「好き」のハードルを下げる
かつて、自分のことを無趣味でつまらない人間だと思っていた。
誰かを熱狂的に好きになったり、何かに夢中になってのめり込んだりすることがあまりない。
ファンとかオタクを自称できるものがある人たちが羨ましかった。
でもそれは、「好きなことなら苦労もいとわずに取り組めるはず」というのを、「ちょっとでも面倒だとかしんどいと感じたら、きっとそれは本当に好きじゃないんだ」と思い込んでいたからだと気付いた。
例えば文章を書くこと。
「自分の文章が世に出回る」というのが、中学生の頃からの密かな野望だった。
でもそれを叶えるためには、出版社や新聞社で働くか、出版のオファーが来るくらい有名になるか、自費でどこかに持ち込むしかないと思っていた。
野生動物救護に関わること。
就職先も狭き門。条件だってとても厳しい。
救護対象も厳格な制限があって、目の前の命を何でも治療していいわけではない。
保護猫活動。
ボランティアとして続けるためには、時間もお金も捧げる覚悟がいる。そしていくら頑張っても終わりが見えない。
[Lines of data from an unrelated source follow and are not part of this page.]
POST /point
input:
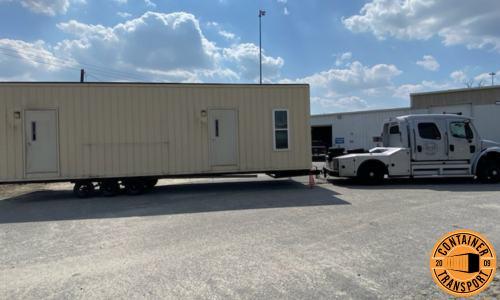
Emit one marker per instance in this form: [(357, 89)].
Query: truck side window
[(459, 130), (429, 131)]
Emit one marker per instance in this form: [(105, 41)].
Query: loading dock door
[(322, 133), (223, 142), (41, 141)]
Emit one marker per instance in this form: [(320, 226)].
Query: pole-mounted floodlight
[(492, 74), (261, 13)]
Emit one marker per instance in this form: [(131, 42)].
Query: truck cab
[(423, 146)]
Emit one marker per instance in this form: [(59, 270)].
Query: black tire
[(150, 182), (370, 174), (488, 171), (134, 186), (84, 189), (109, 188)]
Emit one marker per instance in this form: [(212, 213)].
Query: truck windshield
[(460, 130)]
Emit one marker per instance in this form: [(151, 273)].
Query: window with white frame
[(281, 129)]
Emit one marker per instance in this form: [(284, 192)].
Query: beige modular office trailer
[(83, 132)]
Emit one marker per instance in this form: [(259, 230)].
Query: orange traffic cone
[(311, 180)]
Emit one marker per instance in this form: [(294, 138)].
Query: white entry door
[(223, 143), (41, 141)]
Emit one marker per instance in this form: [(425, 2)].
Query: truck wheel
[(150, 182), (370, 174), (134, 186), (109, 188), (83, 189), (489, 171)]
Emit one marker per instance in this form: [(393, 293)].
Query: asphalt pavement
[(244, 238)]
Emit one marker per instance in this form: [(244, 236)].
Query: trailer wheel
[(134, 186), (150, 182), (83, 189), (488, 171), (109, 188), (370, 174)]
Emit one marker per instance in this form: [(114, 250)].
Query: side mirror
[(468, 132)]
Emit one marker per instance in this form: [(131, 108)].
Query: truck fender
[(493, 152)]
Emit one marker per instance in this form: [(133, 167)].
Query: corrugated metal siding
[(477, 96), (359, 127), (108, 130)]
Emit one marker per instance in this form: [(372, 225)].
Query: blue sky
[(356, 55)]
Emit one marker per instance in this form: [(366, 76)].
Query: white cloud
[(32, 61), (342, 57), (123, 14), (356, 78), (472, 23), (228, 35), (429, 63), (47, 7), (247, 58), (154, 41), (353, 103), (153, 47)]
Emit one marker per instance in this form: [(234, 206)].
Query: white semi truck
[(422, 146)]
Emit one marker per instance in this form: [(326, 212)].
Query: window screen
[(281, 127)]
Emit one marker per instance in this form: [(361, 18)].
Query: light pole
[(492, 74), (261, 13)]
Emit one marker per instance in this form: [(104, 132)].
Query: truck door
[(463, 143), (429, 138)]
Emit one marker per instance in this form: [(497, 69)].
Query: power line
[(87, 74), (43, 54), (57, 61)]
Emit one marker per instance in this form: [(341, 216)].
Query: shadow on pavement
[(43, 206), (437, 184)]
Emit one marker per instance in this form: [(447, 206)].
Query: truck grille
[(335, 164)]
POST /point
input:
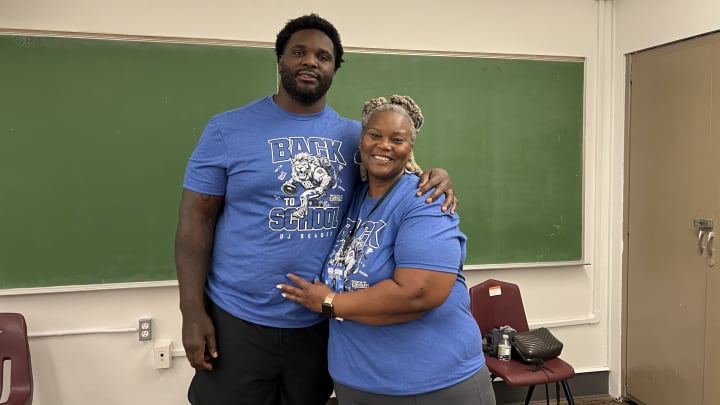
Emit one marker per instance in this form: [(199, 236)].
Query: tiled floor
[(587, 401)]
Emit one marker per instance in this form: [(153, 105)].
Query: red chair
[(496, 303), (14, 347)]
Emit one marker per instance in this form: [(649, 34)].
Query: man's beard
[(304, 96)]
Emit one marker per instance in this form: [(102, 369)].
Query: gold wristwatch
[(328, 310)]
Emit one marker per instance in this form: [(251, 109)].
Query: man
[(264, 192)]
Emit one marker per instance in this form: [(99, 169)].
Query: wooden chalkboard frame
[(96, 133)]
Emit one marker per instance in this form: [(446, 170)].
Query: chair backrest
[(14, 347), (495, 303)]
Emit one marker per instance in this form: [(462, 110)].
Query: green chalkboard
[(96, 133)]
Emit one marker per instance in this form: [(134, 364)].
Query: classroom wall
[(85, 349)]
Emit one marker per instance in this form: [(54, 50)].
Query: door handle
[(701, 245), (711, 239)]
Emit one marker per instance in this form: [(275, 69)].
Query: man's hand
[(438, 180), (199, 340)]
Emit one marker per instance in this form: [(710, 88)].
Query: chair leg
[(568, 394), (557, 392), (529, 395)]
どれもこれも大変な部分を見つけては、「私には無理だ」と諦めていた。
でも、好きなことに関わる方法は1つだけではない。
出版業に携わらなくても、スマホ1つで簡単に開設できるブログを始めてみたら、私の書いた文章を通じて、たくさんの人と知り合いになったり、色々な土地へ行ってみたりすることができた。
野生動物医学分野で活躍することができなくても、猛禽類医学研究所のグッズを購入することで活動を支援したり、会話のきっかけとして野生動物救護について知ってもらう機会を増やすことができた。
奉仕活動に参加することができなくても、保護猫カフェやゲストハウスをクラウドファンディングで支援したり、そこでお茶したり宿泊したり、体験レポを書くことで興味を持ってくれる人が出てきた。
そんなことを繰り返すうちに、無趣味でつまらなかったはずの私は、いつの間にか時間がいくらあっても足りないほど、やりたいことで溢れ返るようになった。
「好きなものが見つからない」というときは、もしかしたら「好き」というものに対してハードルを上げすぎてしまっているのかもしれない。
まずは自分が飛べそうな「好き」の高さを探してみる。
そして実際に飛んでみると、思いがけない世界が広がっていたりする。